Translation
from Yiddish by Ariel Resnikoff & Stephen Ross
[The following is a
continuation of the ongoing translation by Resnikoff & Ross of Processions, the great epic work by Mikhl Likht (1893–1953), which, while written in Yiddish,
can be seen now as an integral part of the American “Objectivists” moment,
along with contemporaneous works by Pound, Zukofsky, Williams, & others. Earlier translations from Likht have appeared
on Poems and Poetics, along with
several discussions by Ariel Resnikoff of the relation between Likht &
Zukofsky, et al, both literary & personal.
Beyond that, “Processions V” will be coming out this week in a small
collaborative chapbook Rothenberg//Resnikoff//Likht: Poems, Translations, Variations, published by The Operating System Press in Brooklyn, New
York. In the meantime the work continues
as does the search for publishers & for magazines & journals in which
to publish further installments. Writes
Resnikoff: “We invite all interested parties to be in touch.” (J.R.)]
[ab
ovo]
From the dark ways
From bare fidgetings
From the schematic tarantella-motifs
From sufficient machinations intoxicated
by bright shimmershine
From the silent smoking modifications
From the cool blue hazes veiled in
early morning light
From the rumbling motor cavalcades
From the elongated unimpeded zeppelins
From neutral genres in nature–painting
From sunken water-secrets swaying
U-boats
From dumb hearing and pupil billy goat
glances
From wilted tulips and sister-flowers
in Long Island hothouses
From A-G minor concert piece
From entangled concept over
godlessness, Chinese braid and pale financier
From pearly summer-storm onset
From hasty wagers over accidental yes’s
and relative no’s
From spiritual germinations and
material finishes (and vice versa)
From trolley-clanging violated through
radio’s manifold hoo-ha
From the weariness of pedestrian
city-street step
From the inertia and forced vivacity of
the staff of clothing- and other stores
From bells angelus-chatter in
church-spires
From nightwatchman’s burdened eye
From mother’s and wet-nurse’s
mechanical chasings after childrens’ paths in squares, streets, parks
From seething howls of productive and
destructive machinery
From blind cellars’ miasmic atmosphere
From forced bending from full height
under flat, subterranean ceilings
From obscene creatures wheezing in
little houses
From birds’ metatarsal altitudes
From complete aircraft signals
From patient waiting for something new
Life
shall live itself out
Generated
itself elderly energy:
death
I.
[A Story with a Mouse]
Alone.
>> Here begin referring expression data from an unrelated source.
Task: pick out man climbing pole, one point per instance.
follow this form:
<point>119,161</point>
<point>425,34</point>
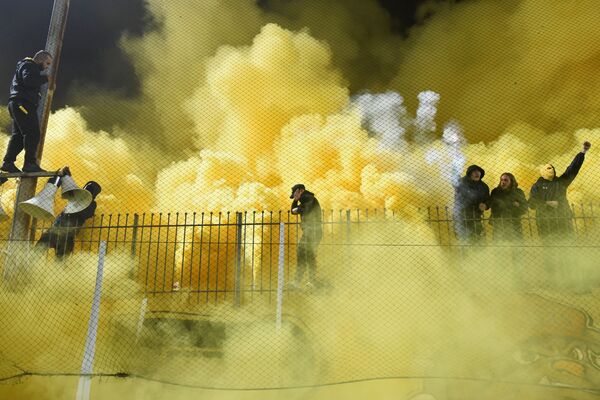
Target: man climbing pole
<point>30,76</point>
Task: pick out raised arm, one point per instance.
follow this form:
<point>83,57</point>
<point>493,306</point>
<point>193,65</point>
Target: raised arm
<point>573,169</point>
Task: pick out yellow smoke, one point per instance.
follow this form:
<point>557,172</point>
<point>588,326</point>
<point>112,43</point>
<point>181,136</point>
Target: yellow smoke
<point>235,113</point>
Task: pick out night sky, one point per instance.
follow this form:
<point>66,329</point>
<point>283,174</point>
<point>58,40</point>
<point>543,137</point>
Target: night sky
<point>93,30</point>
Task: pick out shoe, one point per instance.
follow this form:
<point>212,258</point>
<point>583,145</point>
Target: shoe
<point>10,167</point>
<point>33,168</point>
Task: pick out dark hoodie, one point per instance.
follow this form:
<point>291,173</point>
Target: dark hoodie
<point>549,219</point>
<point>27,81</point>
<point>468,194</point>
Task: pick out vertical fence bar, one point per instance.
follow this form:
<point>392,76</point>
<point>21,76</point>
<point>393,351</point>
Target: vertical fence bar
<point>218,257</point>
<point>280,273</point>
<point>208,261</point>
<point>183,253</point>
<point>175,285</point>
<point>252,261</point>
<point>166,252</point>
<point>238,260</point>
<point>262,247</point>
<point>227,255</point>
<point>270,255</point>
<point>149,250</point>
<point>136,220</point>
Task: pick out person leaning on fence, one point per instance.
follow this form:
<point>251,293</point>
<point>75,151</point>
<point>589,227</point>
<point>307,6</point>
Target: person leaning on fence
<point>25,95</point>
<point>508,204</point>
<point>307,206</point>
<point>549,198</point>
<point>61,236</point>
<point>471,197</point>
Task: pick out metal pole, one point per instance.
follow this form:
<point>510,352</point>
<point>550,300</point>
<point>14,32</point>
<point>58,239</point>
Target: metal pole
<point>89,352</point>
<point>26,189</point>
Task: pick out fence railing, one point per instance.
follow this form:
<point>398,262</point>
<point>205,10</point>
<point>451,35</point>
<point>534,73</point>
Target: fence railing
<point>232,255</point>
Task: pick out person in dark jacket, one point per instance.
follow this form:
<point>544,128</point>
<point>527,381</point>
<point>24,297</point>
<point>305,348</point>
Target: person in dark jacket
<point>549,198</point>
<point>25,95</point>
<point>508,204</point>
<point>61,236</point>
<point>307,206</point>
<point>471,197</point>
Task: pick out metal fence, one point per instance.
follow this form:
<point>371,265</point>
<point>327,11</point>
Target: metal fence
<point>236,255</point>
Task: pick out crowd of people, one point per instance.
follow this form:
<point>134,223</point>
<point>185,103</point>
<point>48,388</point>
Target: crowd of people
<point>507,202</point>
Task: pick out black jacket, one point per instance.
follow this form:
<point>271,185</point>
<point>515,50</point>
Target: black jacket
<point>468,194</point>
<point>26,83</point>
<point>75,220</point>
<point>309,210</point>
<point>501,203</point>
<point>555,190</point>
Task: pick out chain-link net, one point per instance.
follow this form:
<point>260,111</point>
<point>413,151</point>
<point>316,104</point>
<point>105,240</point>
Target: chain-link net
<point>196,266</point>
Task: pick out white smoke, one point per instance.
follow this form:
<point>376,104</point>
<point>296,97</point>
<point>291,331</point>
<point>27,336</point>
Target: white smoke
<point>424,122</point>
<point>385,116</point>
<point>454,139</point>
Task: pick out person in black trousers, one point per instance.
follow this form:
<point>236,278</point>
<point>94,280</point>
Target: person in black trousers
<point>307,206</point>
<point>471,198</point>
<point>23,102</point>
<point>508,204</point>
<point>549,198</point>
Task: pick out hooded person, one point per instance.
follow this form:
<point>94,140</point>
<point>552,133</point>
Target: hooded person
<point>508,204</point>
<point>549,197</point>
<point>471,197</point>
<point>307,206</point>
<point>61,236</point>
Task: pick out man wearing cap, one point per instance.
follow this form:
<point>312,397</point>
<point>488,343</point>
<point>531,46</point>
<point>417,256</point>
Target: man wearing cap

Solitary, without anyone,
without myself
am I
(to me). Someone should, who knows,
even thru a crack, a little gap the
dimensions
try to turn a creature into a point, a
little nail
from a threatening hand, -- throw a
thinking cushion
to the shut in head like the majority
among bubbly girl friends the morning
after sleep.
I Spring myself/covertly
the between-summerwinter-autumn. Hint:
My wife
is to me (what the world ought to be)
the old Jewish catchall;
My mother --
the baker’s bread, farmer’s butter;
My palatial spacious house --
The museum of every bubble and squeak
that ostentationalizes the senses;
pomposifies the brains. --
A shudder in a mouse’s cornerroom:
the full power of a god’s prompting.
[The Same: More To The Point]
Dovebosoms. Mine, yours, everyone’s --
no one’s.
God forbid!, I don’t begin to be alone
and sweeter than a worm in horseradish
is the duality (ours) to me: mouse’s
and mine. Oh people of lonely! Oh those
famous nikhbodim[1]
who spin themselves
out from, into, events as if from-into
flax a coarse fabric:
Sleep robs a hair from you
then comes to poetry-lore;
You take a little nap
You tear life (a supplement to prose)
into itty-bitty pieces--
with dovebosoms one lives life out like
oneself the zhmenke[2]
years,
But this
year the yarmulke diaspora-tree shall suffice:
in the coming year -- in Soviet Russia,
in Mexico, in Galveston:
if necessary -- in Jerusalem.
[The Doves Do Not Want To Part from Their Bosoms]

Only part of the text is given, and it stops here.